Ik las dat heel wat atheïstische organisaties enthousiast reageerden, omdat door de woorden van de paus mensen minder wantrouwig met elkaar zullen omgaan.
De zure commentaren komen dus uit de christelijke hoek. Velen begrijpen niet dat ongelovigen ook in de hemel zouden kunnen komen. Een belangrijke woordvoerder van het Vaticaan liet trouwens snel weten dat 'ongelovigen wel degelijk naar de hel gaan'.
Ik veronderstel dat de meeste atheïsten deze discussie minstens met een glimlach zullen bekijken. De hemel zal voor hen immers worst wezen. Ik denk dat de paus zich niet in de eerste plaats tot hen heeft gericht. Het was volgens mij niet zijn bedoeling om hen aan te moedigen bij het christendom aan te sluiten. Ik meen eerder dat zijn woorden gericht waren naar de gelovigen die een afwijzende houding aannemen ten opzichte van wie niet gelovig is.
'Het goede doen is niet voorbehouden aan de gelovige christenen', zei de paus. 'Het vermogen om goed te doen beperkt zich niet tot katholieken, christenen of gelovigen.'
Het is al te menselijk om mensen in twee groepen te verdelen: de goeden en de slechten. Deze "verdelende" houding, een houding van "uitverkorenheid", heeft ook veel aanhangers in het christendom, hoewel ik de indruk heb dat de huidige paus hier tegenin gaat.

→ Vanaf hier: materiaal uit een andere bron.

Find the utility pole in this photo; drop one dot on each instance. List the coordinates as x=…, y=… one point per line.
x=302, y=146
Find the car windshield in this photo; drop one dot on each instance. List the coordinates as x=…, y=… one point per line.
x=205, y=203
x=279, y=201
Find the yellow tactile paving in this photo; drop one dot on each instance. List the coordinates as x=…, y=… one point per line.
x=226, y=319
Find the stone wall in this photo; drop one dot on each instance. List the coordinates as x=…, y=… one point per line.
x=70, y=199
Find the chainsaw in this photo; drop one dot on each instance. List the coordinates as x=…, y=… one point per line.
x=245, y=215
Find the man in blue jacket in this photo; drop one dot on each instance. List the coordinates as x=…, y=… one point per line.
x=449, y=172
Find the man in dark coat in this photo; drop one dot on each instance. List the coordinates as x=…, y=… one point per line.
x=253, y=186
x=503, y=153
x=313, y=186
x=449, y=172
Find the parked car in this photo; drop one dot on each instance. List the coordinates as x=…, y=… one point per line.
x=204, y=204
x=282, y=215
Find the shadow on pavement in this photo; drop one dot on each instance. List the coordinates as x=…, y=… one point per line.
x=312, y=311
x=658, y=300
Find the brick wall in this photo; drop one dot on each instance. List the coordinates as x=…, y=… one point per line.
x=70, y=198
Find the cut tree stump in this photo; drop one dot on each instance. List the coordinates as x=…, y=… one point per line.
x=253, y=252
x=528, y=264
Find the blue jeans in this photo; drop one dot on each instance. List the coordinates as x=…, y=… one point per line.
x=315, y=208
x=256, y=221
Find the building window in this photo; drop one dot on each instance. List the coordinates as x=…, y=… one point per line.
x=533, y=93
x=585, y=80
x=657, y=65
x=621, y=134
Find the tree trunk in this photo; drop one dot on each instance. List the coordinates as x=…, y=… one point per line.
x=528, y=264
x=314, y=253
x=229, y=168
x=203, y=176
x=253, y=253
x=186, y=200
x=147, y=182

Naast de mensen die vinden dat ze uitverkoren zijn, zijn er ook die van oordeel zijn dat de hemel voorbehouden moet zijn voor wie er veel inspanningen voor gedaan heeft. Wie geleefd heeft zonder zich iets aan te trekken van God noch gebod kan volgens hen niet met open armen in de hemel ontvangen worden. Dat is trouwens de kwade reactie van de oudere broer van de verloren zoon, als hij vaststelt dat zijn vader een feest organiseert voor die verloren zoon (Lucas 15):
Maar hij gaf zijn vader ten antwoord: “Ik dien u nu al zoveel jaren en nooit heb ik een gebod van u overtreden, maar mij hebt u nog nooit een bokje gegeven om met mijn vrienden feest te vieren. Maar nu die zoon van u is thuisgekomen, die uw vermogen met hoeren heeft verbrast, hebt u voor hem het gemeste kalf geslacht.”De Amerikaanse jezuïet en theoloog Joe Simmons drukt zijn verwarring en verontwaardiging uit:
Hoe kunnen atheïsten dezelfde beloning ontvangen? Ik heb heel wat zondagstijd geïnvesteerd in mijn zielenheil… waarom moeten zij niet hetzelfde doen?”Waarom ? De vraag die hierbij hoort is inderdaad waarom. Maar niet een jaloers waarom: waarom zij wél en ik niet? Wel een uitzuiverend waarom: waarom doe ik wat ik doe, waarom geloof ik, waarom probeer ik het goede te doen? Zolang je nog met externe motieven op deze waarom-vraag antwoordt - bijvoorbeeld om in de hemel te geraken, om later beloond te worden, om uitverkoren te worden, omdat ik beter ben - zolang is er nog verdere verdieping en uitzuivering nodig, zolang is er nog farizeeërs-gedrag.
In de hemel zal je enkel mensen vinden die goed deden zonder de bedoeling in de hemel te geraken. Wie hier en nu met goede wil een beetje hemel op aarde maakt, die heeft geen uitzicht op latere beloning nodig. De hemel hier en nu is immers het enige wat telt. De rest komt vanzelf, wat de farizeeërs er ook mogen over vertellen.